32 Megabit/s für alle Studenten
Die Al-Bundy-Fans von "No Ma'am" treten zur Verteidigung ihres 1999 bei den Wahlen zur Bundesvertretung der Österreichischen Hochschülerschaft [ÖH] errungenen Mandats an.
Unter dem neuen Listennamen "www.no-maam.at" will die Fraktion vor allem für das leibliche Wohl und den Spaß der Studenten sorgen.
Als Spitzenkandidat geht wie schon vor zwei Jahren der 26-jährige BWL-Student Stefan Sulzbacher von der Kepler-Uni Linz ins Rennen.
Durch die "massive Internet-Präsenz" erwartet er sich diesmal "mindestens so viele Mandate wie der Kommunistische StudentInnenverband und der Ring Freiheitlicher Studenten zusammen", hieß es in einer Aussendung.
No Ma'am32 Mbit/Sekunde für alle
Weitere Forderungen betreffen "32 Megabit Gratis-Standleitungen für jedes Studentenheim, um optimal surfen zu können", und der Einsatz von alternativen Betriebssystemen wie Linux statt Microsoft-Produkten an Uni-Computern.

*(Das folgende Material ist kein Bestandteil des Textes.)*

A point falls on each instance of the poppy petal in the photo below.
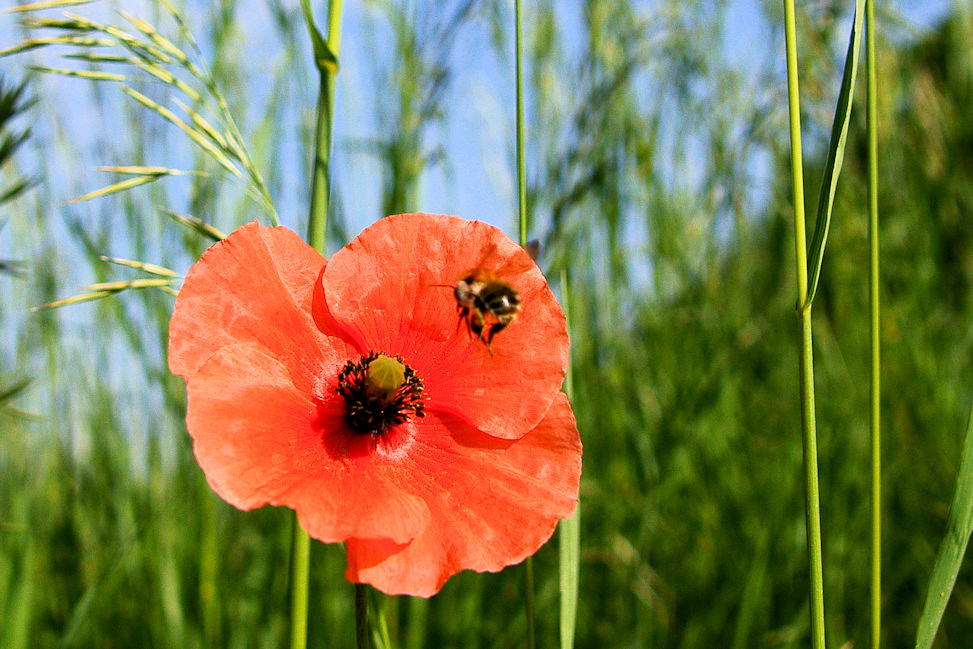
(492, 503)
(258, 437)
(257, 286)
(391, 289)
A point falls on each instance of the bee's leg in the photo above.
(494, 330)
(476, 325)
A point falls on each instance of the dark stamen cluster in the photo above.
(367, 413)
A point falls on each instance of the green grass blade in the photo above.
(836, 152)
(569, 532)
(151, 269)
(116, 187)
(200, 139)
(51, 4)
(197, 225)
(91, 75)
(953, 549)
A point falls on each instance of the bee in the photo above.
(486, 303)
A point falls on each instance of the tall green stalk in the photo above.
(808, 426)
(326, 59)
(300, 573)
(522, 229)
(521, 173)
(876, 361)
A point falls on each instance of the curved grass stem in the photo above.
(875, 324)
(808, 424)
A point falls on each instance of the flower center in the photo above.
(379, 392)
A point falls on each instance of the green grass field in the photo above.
(658, 178)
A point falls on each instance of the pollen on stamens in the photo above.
(380, 391)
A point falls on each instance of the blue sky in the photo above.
(477, 182)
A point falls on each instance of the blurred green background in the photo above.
(658, 178)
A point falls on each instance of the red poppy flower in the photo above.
(353, 392)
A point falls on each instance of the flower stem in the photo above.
(522, 229)
(320, 179)
(808, 424)
(300, 571)
(361, 616)
(317, 237)
(873, 300)
(529, 601)
(521, 174)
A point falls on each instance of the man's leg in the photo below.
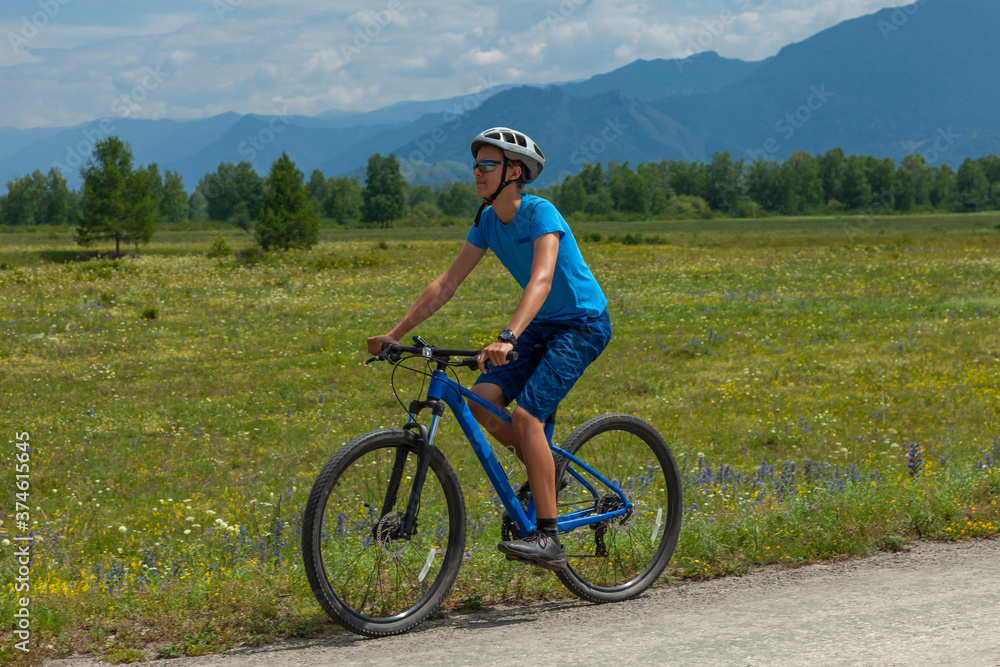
(498, 428)
(538, 460)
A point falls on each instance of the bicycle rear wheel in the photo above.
(620, 558)
(365, 577)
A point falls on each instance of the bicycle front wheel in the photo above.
(365, 576)
(620, 558)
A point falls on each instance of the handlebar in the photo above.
(470, 358)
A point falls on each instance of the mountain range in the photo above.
(919, 78)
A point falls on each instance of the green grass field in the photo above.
(830, 387)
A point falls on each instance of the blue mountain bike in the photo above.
(384, 530)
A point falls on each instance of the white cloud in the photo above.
(313, 55)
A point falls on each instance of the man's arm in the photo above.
(543, 266)
(434, 296)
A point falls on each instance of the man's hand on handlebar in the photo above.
(495, 353)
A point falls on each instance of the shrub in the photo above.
(219, 248)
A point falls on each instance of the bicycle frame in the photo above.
(444, 389)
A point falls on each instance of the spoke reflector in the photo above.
(427, 564)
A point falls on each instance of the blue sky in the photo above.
(64, 62)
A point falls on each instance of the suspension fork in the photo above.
(408, 524)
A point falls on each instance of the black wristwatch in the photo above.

Absolut nicht einverstanden ist "No Ma'am" mit der "Diskriminierung von Langschläfern" an den Unis: So sollte etwa mindestens ein "Mittagsmenü" in den frühen Abendstunden in der Mensa erhältlich sein und die Öffnungszeiten der Studien- und Prüfungsabteilung von Vormittag auf Nachmittag verlegt werden:
"Echte No Ma'ams besuchen die Uni nie vor 12.00 Uhr." Klausuren sollten wiederum nicht nach Mensafesten bzw. parallel zu Fußballspielen abgehalten werden.
Zwar ist "No Ma'am2 in erster Linie eine Jux-Fraktion, andererseits arbeiten die Mitglieder in der Bundesvertretung und der Universitätsvertretung der Kepler-Uni Linz durchaus mit - was auch von anderen Fraktionen vorsichtig bestätigt wird.